HAMPSHIRE, P.E.I. - Thamara DeVries thought the headaches caused by a problem tenant would likely be over once he was evicted from her home.
Instead, the P.E.I. landlord says her family’s life has been turned upside down after he stole more than $3,500 in items from the property and left her with little recourse for action.
While DeVries has contacted both IRAC and RCMP, which she says started an investigation, little has been done so far and she now wants to warn other landlords of what they may be getting themselves into.
“I’m extremely frustrated. I have no idea what to do,” said DeVries, who wants to see the province create more accountability for problem tenants such as creating a rating system. “I understand tenants need to be protected but (so do) landlords. We’re making a huge effort… and somehow there’s no accountability for how a tenant leaves a property.
“It would be fair if we knew what we were getting ourselves into.”

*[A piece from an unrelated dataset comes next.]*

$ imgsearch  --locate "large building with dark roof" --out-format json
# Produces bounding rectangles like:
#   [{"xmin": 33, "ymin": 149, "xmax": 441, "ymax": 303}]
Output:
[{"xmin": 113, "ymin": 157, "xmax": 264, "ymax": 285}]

DeVries said evicting the tenant was difficult, despite numerous broken agreements in the lease.
No damage deposit was paid in the tenant’s three months, rent payments were late and while the lease clearly stated the unit was non-smoking and no pets were permitted, the man did both.
Devries said neighbours had also made numerous noise complaints and the tenant made threats to her husband.
However, the biggest headache came on July 3, when DeVries and her husband returned to their property to find it emptied.
Everything from comforters and towels to pots, pans and other kitchenware was missing, while it also appeared the dog was not house-trained and left a mess behind.
“The house was in such a state, it was extremely concerning,” said DeVries.
DeVries said she was initially told by RCMP the issue appeared to be a civil matter, however, she disagreed and says the value of the items taken amounts to theft.
After being confronted by her husband, the tenant accused the couple of harassment and made an appeal to IRAC asking to be reimbursed for the months he was living there because he claimed the internet was not working.
“He really just fabricated a huge story to tell IRAC for them to be compassionate about his situation,” said DeVries.
“He’s getting away with too much.”
DeVries said the worst part was that she bought the property with the goal of eventually moving her grandparents, who now live in the politically and economically embattled Venezuela, to P.E.I.
Her grandparents had visited P.E.I. for several months last year and had left behind many of their belongings for the eventual move.
DeVries said those items were taken by the tenant and she knows her grandparents will likely never see them again.
“That’s why it’s even more sad for me… (When I told my grandmother) she said, ‘wow, so it’s not only Venezuela where I’ll get my stuff stolen’.”